Per sua fortuna, Uriel aveva già imparato a celare la paura, perché in quel momento si rese conto di non avere alcun controllo sul nostro desiderio comune di non separarci. Né io ero disposta a cedere, né lui riusciva a imporsi in questo senso.

E come fanno spesso gli arcangeli in questi casi, nascose la paura dietro un tono aggressivo.

«Non parlare così, tu non sai niente di me!».

Sentii il mio stomaco contorcersi dall'ansia, sicura che se avesse potuto guardarmi, i suoi occhi mi avrebbero fulminata. Come poteva avere tanto ascendente su di me, un ragazzino che conoscevo da soli due giorni? Eppure non potevo cedere, non potevo accettare di perderlo.

A differenza di lui, io in questi casi mi nascondevo sempre dietro alle parole, con una schiettezza che di solito lasciava spiazzato il mio interlocutore.

«Non dire stupidaggini! In questi giorni ho imparato molto su di te, e comunque voglio solo aiutarti fino a che starai qui, qual è il problema? Se lo stai facendo per me, lascia stare. Ci rimarrò ugualmente male se dovrò salutarti oggi o più avanti».

Stavo mentendo spudoratamente, ma lui, che non conosceva i rapporti tra gli angeli comuni, fece l'errore di credere alle mie parole.

«A meno che io non ti stia dando fastidio» ripresi, «in quel caso ti lascerò in pace».

La faccia tosta non mi era mai mancata, la sicurezza invece sì. Per fortuna Uriel era ancora troppo piccolo per percepire le emozioni dei suoi protetti.

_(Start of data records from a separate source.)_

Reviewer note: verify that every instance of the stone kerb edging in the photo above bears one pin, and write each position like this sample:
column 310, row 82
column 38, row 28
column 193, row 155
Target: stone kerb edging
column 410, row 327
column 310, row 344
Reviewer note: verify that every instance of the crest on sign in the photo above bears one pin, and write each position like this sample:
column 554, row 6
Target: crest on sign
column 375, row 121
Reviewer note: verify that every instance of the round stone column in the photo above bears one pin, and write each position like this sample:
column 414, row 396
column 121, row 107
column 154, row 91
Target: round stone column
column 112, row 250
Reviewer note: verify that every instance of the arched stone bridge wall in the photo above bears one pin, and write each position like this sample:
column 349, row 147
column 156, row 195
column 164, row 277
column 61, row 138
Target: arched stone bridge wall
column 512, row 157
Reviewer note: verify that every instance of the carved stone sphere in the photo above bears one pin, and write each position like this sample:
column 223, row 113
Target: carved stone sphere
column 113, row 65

«Non potresti mai darmi fastidio» si arrese, tirandosi indietro i capelli biondo scuro con la mano. «Ma devi ricordare che resterò solo per pochi giorni».

«Me lo ricordo» mi ostinai.

Sapevo già che tornando da lui mi sarei fatta del male. A dispetto di ciò che avevo detto, mi stavo affezionando di più a Uriah ad ogni ora che passava. Non era da me compiere azioni così istintive, ma quel bambino... era diverso, c'era qualcosa in lui che mandava in tilt la mia razionalità.

Così tornai il giorno dopo e quello dopo ancora, e ogni volta passavamo intere ore insieme, a chiacchierare appoggiati alle candide rocce. Uriah continuava a pilotare i nostri discorsi su certi argomenti per evitarne altri - in primis la sua vita prima di partire – e iniziava a piacermi il modo in cui ci lasciavamo alle spalle la noiosa quotidianità, anche se tutto questo mistero iniziava ad incuriosirmi davvero molto.

Giorno dopo giorno, Uriah divenne sempre meno schivo e accettò perfino di appoggiare la testa sulle mie gambe per far penetrare meglio la medicazione, quando inizialmente faticava anche solo a lasciarsi sfiorare. Mi piaceva vedere che si sentiva a suo agio in mia presenza, era chiaro che non riusciva a farlo con chiunque.